Sectarian clashes linked to the 21-month conflict in Syria killed six people and wounded 40 in neighboring Lebanon on Sunday, a security official said, according to AFP.
The latest fighting in the northern city of Tripoli between Sunni Muslims and Alawite co-religionists of Syrian President Bashar al-Assad came amid growing international concern about the potential for neighboring countries to be dragged into the conflict.
Sunni residents of the port city's Bab al-Tebbaneh district exchanged machinegun and rocket fire with Alawite residents of the neighboring Jabal Mohsen district, leaving three members of each community dead, the security official told AFP.
The fighting, which erupted before dawn, broke a tense calm that had held since the army deployed troops between the two impoverished neighborhoods early on Friday.
The clashes rocked Tripoli's rival neighborhoods intermittently throughout the day, the security official said, adding that fighting was still taking place "off and on" in the afternoon.
The latest deaths brought the toll from fighting in the city since Tuesday to 19, including two children.
Longstanding tensions in Tripoli escalated when 22 Sunnis from the Tripoli area who had crossed into Syria to join the armed rebellion against Assad's rule were ambushed by troops in the town of Tal Kalakh on November 30.
Damascus later agreed to repatriate the bodies at the request of the Lebanese foreign ministry, and on Sunday the corpses of three of the slain fighters were received at the Arida border crossing, a security source told AFP.

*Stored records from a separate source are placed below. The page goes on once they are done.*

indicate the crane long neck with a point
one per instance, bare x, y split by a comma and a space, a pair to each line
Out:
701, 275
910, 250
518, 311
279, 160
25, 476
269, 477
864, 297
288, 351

Guerrilla fighters from Lebanon's Hizbullah terrorist organization are fighting in Syria's civil war together with loyalists for President Bashar al-Assad. Hizbullah is a long-time ally of both Assad and the regime in Iran, which has sent some of its Revolutionary Guards to assist Assad as well.
Meanwhile in Syria, radical Islamist rebels on Sunday seized large swathes of a Syrian military base west of Aleppo, as they consolidated their control over territory in the north near the Turkish border.
Fighters hoisted a trademark black jihadist flag over one of the buildings they captured.
The report of the takeover came hours after the regime of President Bashar al-Assad said that Syrian rebels had gained control of a toxic chlorine factory east of Aleppo.
However, the spokesman who issued the statement was sacked within hours for making statements that “did not reflect government policy,” according to Beirut-based Al-Manar TV, linked to Hizbullah terrorists.
As well, the LondonSunday Times reported IDF Special Forces are operating inside Syria to track chemical weapons. The Israeli government has not commented on the report.
If evidence mounts that Assad already has used chemical weapons against rebels, the United States and Israel might coordinate to carry out a ground invasion, according to the London newspaper.